Lightning’s Growing Pains
Writing about his “initial impressions” of Lightning’s testnet implementation on Twitter Monday, Todd questioned aspects including operational resilience and programming language.
“Initial impressions of Lightning on testnet: c-lightning segfaults a lot, and when it’s not crashing payments fail more often than not. Writing it in C – a notoriously dangerous language – doesn’t strike me as a good idea,” he wrote.
Initial impressions of Lightning on testnet: c-lightning segfaults a lot, and when it’s not crashing payments fail more often than not. Writing it in C – a notoriously dangerous language – doesn’t strike me as a good idea.
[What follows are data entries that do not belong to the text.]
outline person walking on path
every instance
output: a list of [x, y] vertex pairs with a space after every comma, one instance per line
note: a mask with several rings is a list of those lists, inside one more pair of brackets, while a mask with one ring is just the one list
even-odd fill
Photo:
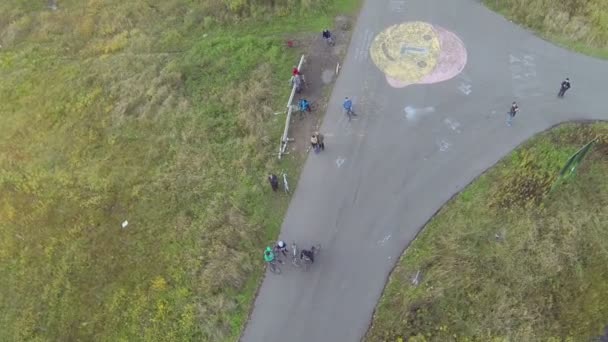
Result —
[[276, 192], [277, 190], [279, 190], [279, 178], [274, 173], [268, 175], [268, 183], [270, 183], [272, 191]]
[[353, 116], [356, 116], [355, 112], [353, 111], [353, 101], [349, 99], [348, 96], [344, 98], [342, 107], [344, 107], [344, 112], [346, 113], [346, 116], [348, 116], [348, 121], [350, 121]]
[[566, 77], [566, 79], [562, 82], [562, 85], [559, 88], [559, 93], [557, 93], [557, 97], [564, 97], [568, 89], [570, 89], [570, 79]]
[[509, 114], [507, 115], [507, 126], [511, 126], [513, 123], [513, 118], [517, 112], [519, 112], [519, 106], [515, 101], [513, 101], [513, 104], [511, 104], [511, 108], [509, 109]]
[[293, 66], [293, 69], [291, 70], [291, 76], [298, 76], [300, 74], [300, 70], [298, 69], [298, 67], [296, 65]]
[[317, 149], [319, 151], [325, 151], [325, 143], [323, 142], [325, 137], [319, 132], [315, 132], [315, 135], [317, 136]]
[[317, 139], [317, 136], [315, 134], [313, 134], [310, 137], [310, 145], [312, 146], [312, 149], [317, 152], [318, 146], [319, 146], [319, 140]]

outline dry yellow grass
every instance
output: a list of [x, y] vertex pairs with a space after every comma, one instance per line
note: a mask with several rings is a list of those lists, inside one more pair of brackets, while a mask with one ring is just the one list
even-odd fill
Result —
[[282, 34], [353, 3], [0, 1], [0, 340], [234, 340], [287, 202]]
[[608, 58], [608, 1], [484, 0], [484, 3], [560, 44]]

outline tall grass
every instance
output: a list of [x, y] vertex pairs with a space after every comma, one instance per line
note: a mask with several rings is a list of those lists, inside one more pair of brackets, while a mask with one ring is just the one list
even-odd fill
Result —
[[608, 58], [608, 1], [484, 0], [509, 18], [577, 51]]
[[[596, 136], [601, 139], [576, 177], [553, 191], [544, 186]], [[608, 325], [607, 152], [608, 124], [565, 125], [469, 185], [407, 249], [367, 340], [590, 341], [602, 335]]]
[[352, 3], [0, 2], [0, 340], [235, 339], [286, 208], [265, 27]]

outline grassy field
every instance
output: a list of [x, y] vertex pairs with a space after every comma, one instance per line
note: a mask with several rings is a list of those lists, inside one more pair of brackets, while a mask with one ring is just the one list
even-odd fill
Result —
[[573, 50], [608, 59], [606, 0], [483, 0], [490, 8]]
[[[600, 136], [575, 177], [560, 168]], [[608, 124], [524, 144], [451, 200], [392, 273], [368, 341], [589, 341], [608, 325]], [[418, 285], [413, 279], [418, 274]]]
[[236, 339], [297, 176], [284, 41], [357, 1], [277, 3], [0, 2], [0, 341]]

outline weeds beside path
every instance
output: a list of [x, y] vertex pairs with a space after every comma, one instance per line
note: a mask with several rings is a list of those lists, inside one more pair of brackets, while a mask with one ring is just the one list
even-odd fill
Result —
[[483, 0], [507, 18], [572, 50], [608, 59], [608, 1]]
[[[550, 192], [568, 157], [599, 136]], [[608, 325], [608, 124], [566, 124], [450, 201], [393, 271], [368, 341], [585, 341]], [[415, 279], [415, 281], [414, 281]]]

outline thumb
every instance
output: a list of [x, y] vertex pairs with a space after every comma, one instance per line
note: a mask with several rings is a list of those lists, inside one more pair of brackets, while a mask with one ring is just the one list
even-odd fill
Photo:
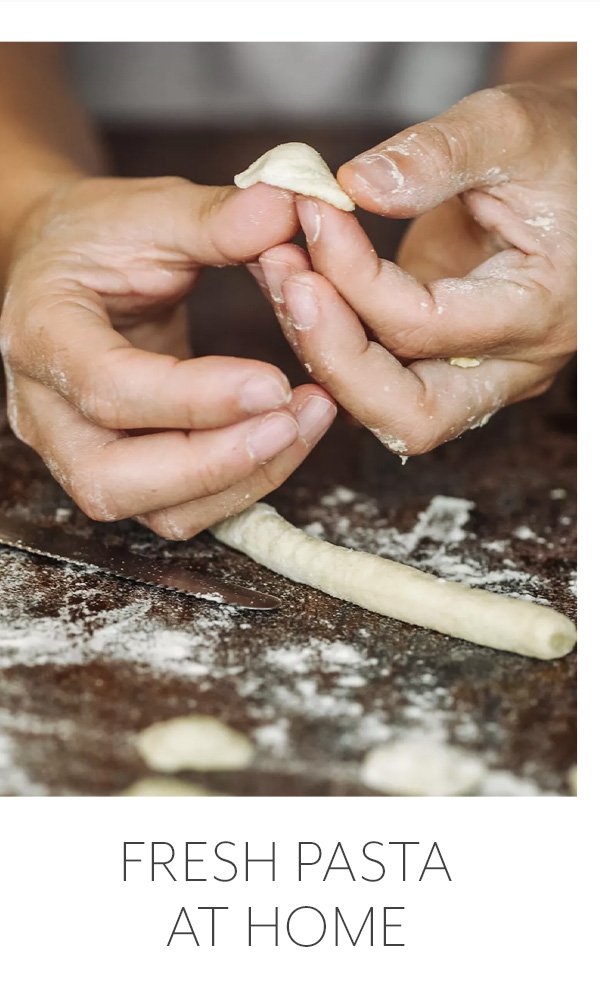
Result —
[[238, 190], [179, 177], [133, 182], [132, 191], [132, 181], [123, 181], [115, 222], [124, 237], [141, 231], [166, 253], [200, 265], [246, 263], [290, 242], [299, 228], [294, 194], [264, 183]]
[[338, 180], [360, 207], [409, 218], [505, 182], [533, 144], [530, 116], [510, 88], [481, 90], [361, 153]]
[[[299, 229], [295, 197], [264, 183], [248, 190], [202, 188], [191, 191], [182, 232], [200, 263], [247, 263], [266, 249], [290, 242]], [[187, 222], [187, 223], [186, 223]]]

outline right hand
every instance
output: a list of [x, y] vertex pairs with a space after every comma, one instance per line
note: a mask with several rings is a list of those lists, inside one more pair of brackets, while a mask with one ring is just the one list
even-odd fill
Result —
[[278, 487], [327, 430], [323, 389], [187, 346], [202, 266], [297, 227], [292, 194], [176, 178], [76, 179], [20, 226], [0, 319], [9, 421], [90, 518], [188, 538]]

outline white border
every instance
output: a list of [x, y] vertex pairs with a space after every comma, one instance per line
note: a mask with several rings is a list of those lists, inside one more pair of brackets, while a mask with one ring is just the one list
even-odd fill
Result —
[[29, 41], [573, 41], [582, 36], [577, 25], [586, 20], [588, 6], [593, 5], [552, 0], [19, 0], [3, 3], [0, 37]]

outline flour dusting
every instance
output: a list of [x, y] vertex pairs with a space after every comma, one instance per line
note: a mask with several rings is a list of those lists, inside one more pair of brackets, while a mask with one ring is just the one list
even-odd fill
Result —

— Peter Todd (@peterktodd) February 26, 2018
Since its mainnet debut at the start of the year, the Lightning Network has grown rapidly, but cryptocurrency experts and developers remain divided over whether the technology is ready for use at all.
Future Vulnerability Today
The most hotly awaited of the so-called ‘Layer 2’ Bitcoin network improvements, Lightning promises near-zero transaction fees and confirmation times.
This month, Microsoft threw its weight behind the project, pledging support for it as an off-chain Bitcoin scaling solution while pouring cold water over on-chain solutions such as block size increases.
On a technical level, however, the experimental state of Lightning remains evident. Figures including Bitcoin.org creator Cobra preceded Todd in voicing doubts about a consumer rollout given the untested nature of many of its features. The result, both say, could be lost funds.
“As for the Lightning protocol, I’m willing to predict it’ll prove to be vulnerable to DoS attacks in it’s (sic) current incarnation, both at the P2P and blockchain level,” Todd meanwhile predicted.
“While bad politics, focusing on centralized hub-and-spoke payment channels first would have been much simpler.”
Lightning has also faced caution from Andreas Antonopoulos, who despite championing its technological promise saw regulatory woes forcing major cryptocurrency exchanges to avoid offering it.
This week meanwhile also saw Bitcoin Core release version 0.16.0, a major milestone incorporating full support for SegWit scaling improvements, itself a useful foundation for allowing Layer 2 solutions to spread.